My mom looked at her watch. “Wait, it’s 7:45!  Your closing time was forty-five minutes ago!” 

The vet shrugged.“Don’t worry about it.”  I felt a rush of gratitude.  These people had stayed way after their closing time for my rat.  I didn’t know how to thank them. 

                When we got home, my mom went to get a laundry basket.  We put Cinnamon’s case in the center, and surrounded it with towels to keep him warm.  Then my mom had to go put Mary and Paul to bed.  Carefully, I unzipped the carrier and reached my hand inside.  A feeble sneeze greeted it, and I felt a tiny paw brush my finger.  I gently lifted Cinnamon out.  He was so limp; but he was still breathing.  The awful wheezing sound he was making made me feel so bad.  Slowly, he turned his head up to me, as if I could make everything better.  A tear trickled down my cheek.

“I’m so sorry.”  When I finally had to put him back, my mom and dad gave me a huge hug. 

“He still has a chance,” my mom whispered.  “There’s still hope.”  I nodded. 

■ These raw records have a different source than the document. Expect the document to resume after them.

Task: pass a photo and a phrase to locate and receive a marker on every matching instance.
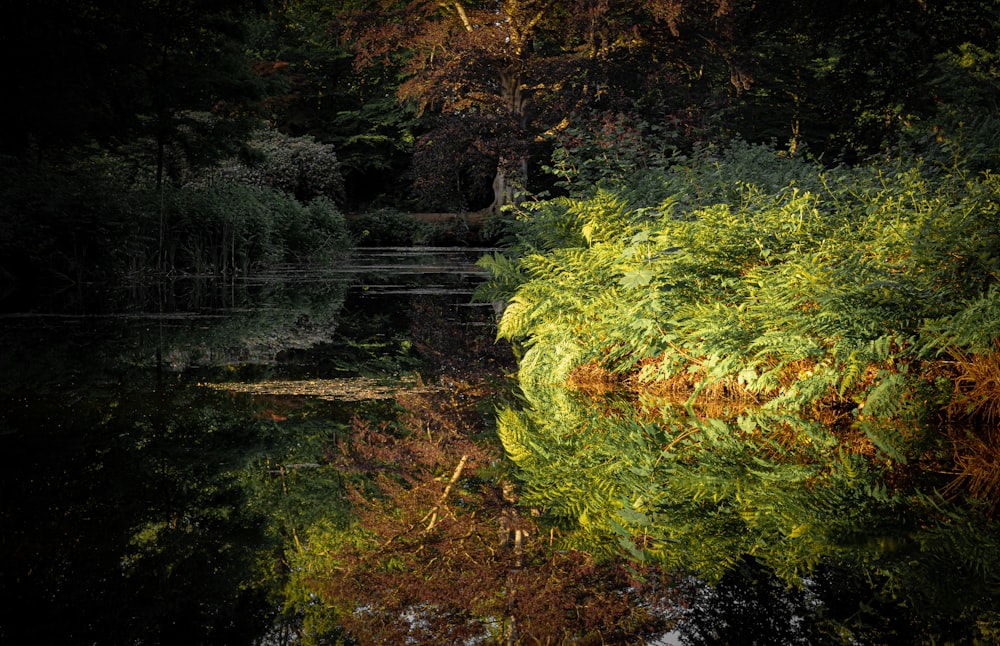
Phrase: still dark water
(148, 435)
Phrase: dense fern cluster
(811, 357)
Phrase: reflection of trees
(440, 554)
(125, 519)
(656, 483)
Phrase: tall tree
(519, 67)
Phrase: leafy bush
(300, 166)
(811, 352)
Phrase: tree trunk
(511, 177)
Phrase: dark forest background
(127, 126)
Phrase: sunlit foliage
(810, 354)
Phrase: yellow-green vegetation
(807, 364)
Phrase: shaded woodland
(748, 271)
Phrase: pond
(163, 443)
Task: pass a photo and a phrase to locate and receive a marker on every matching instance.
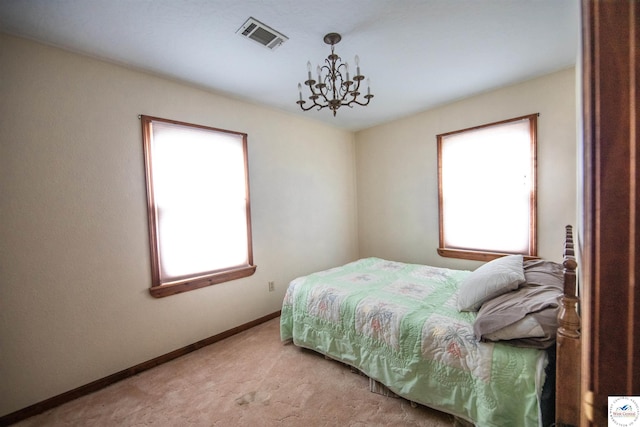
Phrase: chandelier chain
(334, 88)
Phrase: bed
(478, 345)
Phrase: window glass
(198, 199)
(487, 190)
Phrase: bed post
(568, 343)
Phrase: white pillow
(490, 280)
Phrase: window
(198, 205)
(487, 190)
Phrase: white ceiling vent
(258, 32)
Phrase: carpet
(249, 379)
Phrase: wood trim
(477, 255)
(211, 279)
(94, 386)
(611, 246)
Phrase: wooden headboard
(568, 343)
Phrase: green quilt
(398, 323)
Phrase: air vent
(260, 33)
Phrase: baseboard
(94, 386)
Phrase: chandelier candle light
(334, 89)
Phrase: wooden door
(610, 239)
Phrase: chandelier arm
(335, 89)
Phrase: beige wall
(74, 260)
(397, 178)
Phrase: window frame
(199, 280)
(486, 255)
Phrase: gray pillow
(490, 280)
(534, 303)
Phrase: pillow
(528, 316)
(490, 280)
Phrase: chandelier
(334, 88)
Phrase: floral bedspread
(398, 323)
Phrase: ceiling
(418, 53)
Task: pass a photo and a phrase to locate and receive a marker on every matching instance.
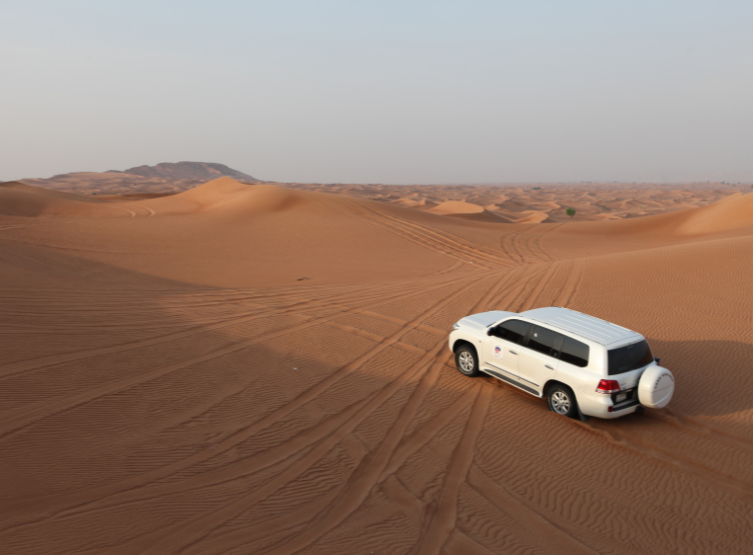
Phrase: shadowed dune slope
(168, 386)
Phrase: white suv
(583, 365)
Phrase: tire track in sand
(372, 470)
(241, 435)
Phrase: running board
(504, 378)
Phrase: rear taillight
(608, 386)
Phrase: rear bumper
(599, 406)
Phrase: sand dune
(170, 384)
(456, 207)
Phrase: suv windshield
(630, 357)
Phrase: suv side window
(574, 352)
(542, 340)
(515, 331)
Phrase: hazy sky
(381, 91)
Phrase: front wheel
(562, 401)
(466, 361)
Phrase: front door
(537, 362)
(503, 347)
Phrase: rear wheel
(466, 360)
(561, 400)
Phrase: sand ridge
(262, 369)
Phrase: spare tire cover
(656, 387)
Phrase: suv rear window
(574, 352)
(629, 357)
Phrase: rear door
(503, 347)
(537, 362)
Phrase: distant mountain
(162, 178)
(190, 170)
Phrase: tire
(466, 360)
(561, 400)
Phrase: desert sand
(241, 369)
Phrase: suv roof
(598, 331)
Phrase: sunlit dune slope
(730, 214)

“Goodnight, Cinnamon,” I called.  “I love you.”  I slowly walked upstairs.

                After a not-so-restful night, I darted down the stairs to the basement.  My heart was pounding as I unzipped a tiny bit of the carrier. 

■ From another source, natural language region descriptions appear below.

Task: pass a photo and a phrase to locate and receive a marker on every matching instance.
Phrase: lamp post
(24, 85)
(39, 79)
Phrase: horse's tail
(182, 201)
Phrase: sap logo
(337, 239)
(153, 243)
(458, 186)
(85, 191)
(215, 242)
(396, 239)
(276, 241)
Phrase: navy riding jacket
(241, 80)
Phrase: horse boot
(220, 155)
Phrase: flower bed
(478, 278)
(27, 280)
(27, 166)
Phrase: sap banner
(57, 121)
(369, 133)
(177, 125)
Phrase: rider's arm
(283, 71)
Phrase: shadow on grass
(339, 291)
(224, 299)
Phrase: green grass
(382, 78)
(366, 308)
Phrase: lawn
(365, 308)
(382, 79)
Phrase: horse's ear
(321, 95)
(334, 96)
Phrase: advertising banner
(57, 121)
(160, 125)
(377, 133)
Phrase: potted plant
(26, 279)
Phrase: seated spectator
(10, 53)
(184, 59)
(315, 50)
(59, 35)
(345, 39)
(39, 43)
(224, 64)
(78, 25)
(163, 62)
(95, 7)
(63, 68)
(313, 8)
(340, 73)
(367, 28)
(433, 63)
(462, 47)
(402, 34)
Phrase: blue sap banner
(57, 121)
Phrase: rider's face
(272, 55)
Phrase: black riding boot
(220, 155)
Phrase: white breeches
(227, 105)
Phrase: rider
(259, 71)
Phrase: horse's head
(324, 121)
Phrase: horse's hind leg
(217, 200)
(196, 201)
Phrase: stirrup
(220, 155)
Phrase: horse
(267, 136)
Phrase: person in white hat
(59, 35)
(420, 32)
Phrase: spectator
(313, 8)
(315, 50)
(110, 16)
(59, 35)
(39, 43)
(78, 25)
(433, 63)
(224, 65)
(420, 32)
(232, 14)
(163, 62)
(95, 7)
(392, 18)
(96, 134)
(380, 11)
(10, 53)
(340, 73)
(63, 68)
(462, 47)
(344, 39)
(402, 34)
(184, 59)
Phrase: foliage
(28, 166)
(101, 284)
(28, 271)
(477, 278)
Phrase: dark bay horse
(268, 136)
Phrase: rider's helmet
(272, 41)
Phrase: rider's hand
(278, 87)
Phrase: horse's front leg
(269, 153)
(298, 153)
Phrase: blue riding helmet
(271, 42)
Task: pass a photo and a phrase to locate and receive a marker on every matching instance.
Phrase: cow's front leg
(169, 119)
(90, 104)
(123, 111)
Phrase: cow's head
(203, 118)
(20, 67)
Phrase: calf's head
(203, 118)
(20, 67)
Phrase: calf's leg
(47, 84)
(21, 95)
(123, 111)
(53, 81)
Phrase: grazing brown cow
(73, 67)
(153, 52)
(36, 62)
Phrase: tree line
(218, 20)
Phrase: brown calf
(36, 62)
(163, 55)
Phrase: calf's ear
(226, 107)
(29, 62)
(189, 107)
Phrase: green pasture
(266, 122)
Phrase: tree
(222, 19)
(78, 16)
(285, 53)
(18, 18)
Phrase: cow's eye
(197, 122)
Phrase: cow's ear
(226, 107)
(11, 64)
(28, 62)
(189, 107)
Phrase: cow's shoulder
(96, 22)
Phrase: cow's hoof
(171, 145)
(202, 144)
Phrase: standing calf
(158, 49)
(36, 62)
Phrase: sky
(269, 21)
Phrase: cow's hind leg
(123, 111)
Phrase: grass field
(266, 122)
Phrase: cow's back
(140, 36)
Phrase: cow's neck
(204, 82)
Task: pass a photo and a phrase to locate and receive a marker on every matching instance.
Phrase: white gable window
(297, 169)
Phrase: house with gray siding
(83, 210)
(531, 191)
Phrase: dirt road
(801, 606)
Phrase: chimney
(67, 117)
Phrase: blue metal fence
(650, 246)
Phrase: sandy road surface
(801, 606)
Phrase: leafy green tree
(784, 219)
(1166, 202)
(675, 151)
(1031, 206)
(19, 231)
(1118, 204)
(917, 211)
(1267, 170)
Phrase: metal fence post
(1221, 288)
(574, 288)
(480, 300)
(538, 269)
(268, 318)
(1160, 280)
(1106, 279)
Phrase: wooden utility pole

“Cinnamon?”  No answer.  “Cinnamon?”  Achoo!  A tiny pair of bright eyes blinked up at me.  “Cinnamon!”

                After a little bit, my mom and dad came down, too.  We were all so relieved, and my mom went straight upstairs for his medicine.  I took him out.  He seemed to have quite a bit of his energy back.  At first he struggled against the medicine , but then he started to like it a little bit.  It was tutti-frutti flavored, and he was licking it by the end.  I held him for a while, and then put him back, my heart feeling a lot lighter.

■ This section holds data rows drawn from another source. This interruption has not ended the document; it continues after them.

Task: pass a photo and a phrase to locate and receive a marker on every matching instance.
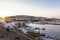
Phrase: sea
(50, 29)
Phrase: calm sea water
(50, 29)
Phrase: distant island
(33, 19)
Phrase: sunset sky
(44, 8)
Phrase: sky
(40, 8)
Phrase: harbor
(31, 31)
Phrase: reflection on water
(50, 29)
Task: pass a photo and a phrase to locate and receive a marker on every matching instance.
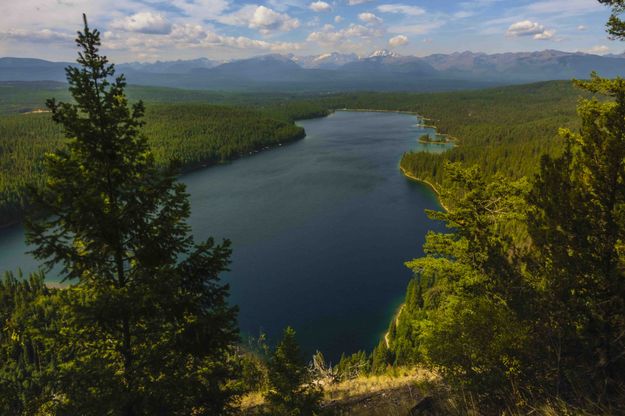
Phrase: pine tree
(146, 328)
(615, 25)
(578, 228)
(292, 392)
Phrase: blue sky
(147, 30)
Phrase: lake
(320, 229)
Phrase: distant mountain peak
(383, 53)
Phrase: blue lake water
(320, 229)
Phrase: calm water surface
(320, 230)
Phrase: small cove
(320, 229)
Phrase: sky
(149, 30)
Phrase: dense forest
(508, 128)
(186, 134)
(519, 308)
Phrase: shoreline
(429, 185)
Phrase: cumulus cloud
(352, 37)
(143, 22)
(320, 6)
(397, 41)
(369, 18)
(529, 28)
(401, 9)
(599, 50)
(261, 18)
(187, 36)
(44, 35)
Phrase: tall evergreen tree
(616, 25)
(146, 328)
(578, 229)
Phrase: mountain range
(381, 70)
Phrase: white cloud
(44, 35)
(546, 35)
(200, 10)
(354, 31)
(564, 7)
(398, 40)
(191, 36)
(529, 28)
(401, 9)
(599, 50)
(369, 18)
(320, 6)
(144, 22)
(417, 28)
(261, 18)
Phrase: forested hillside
(185, 134)
(503, 129)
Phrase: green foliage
(28, 315)
(615, 25)
(353, 366)
(503, 131)
(188, 135)
(146, 327)
(292, 392)
(524, 296)
(578, 228)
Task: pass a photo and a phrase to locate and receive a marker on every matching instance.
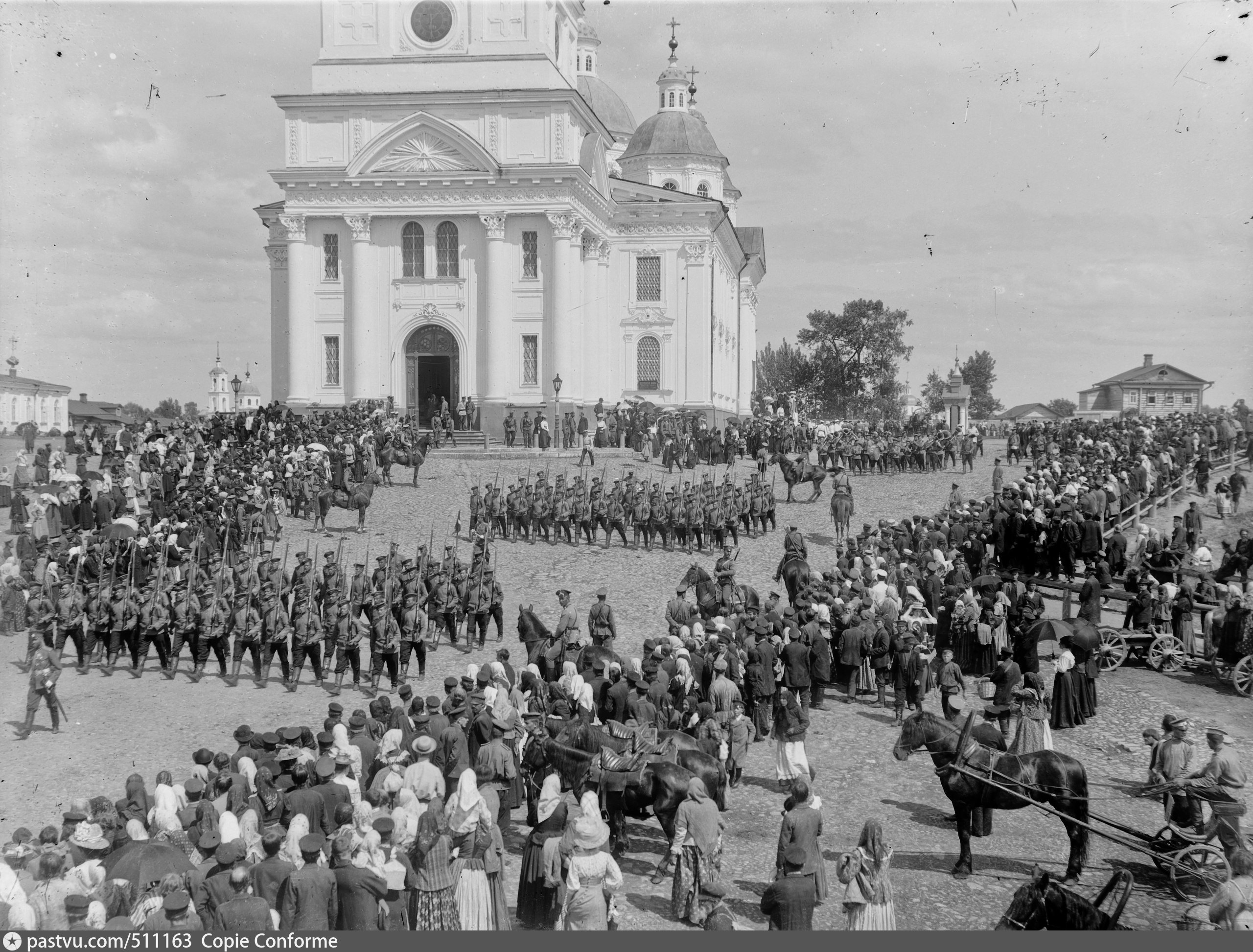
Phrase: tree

                Over the weeks, Cinnamon has gradually improved.  His breathing is very smooth now, and all his energy is back.  Soon he’ll be able to go back to the big cage with his brothers, and I’m very happy about that.  Both Sugar and Salt seem to be perfectly healthy, and I’m happy about that, too.  I just can’t stop thinking about how much Cinnamon has been through, and how much he’s grown from the tiny rat in the pet store a few months ago.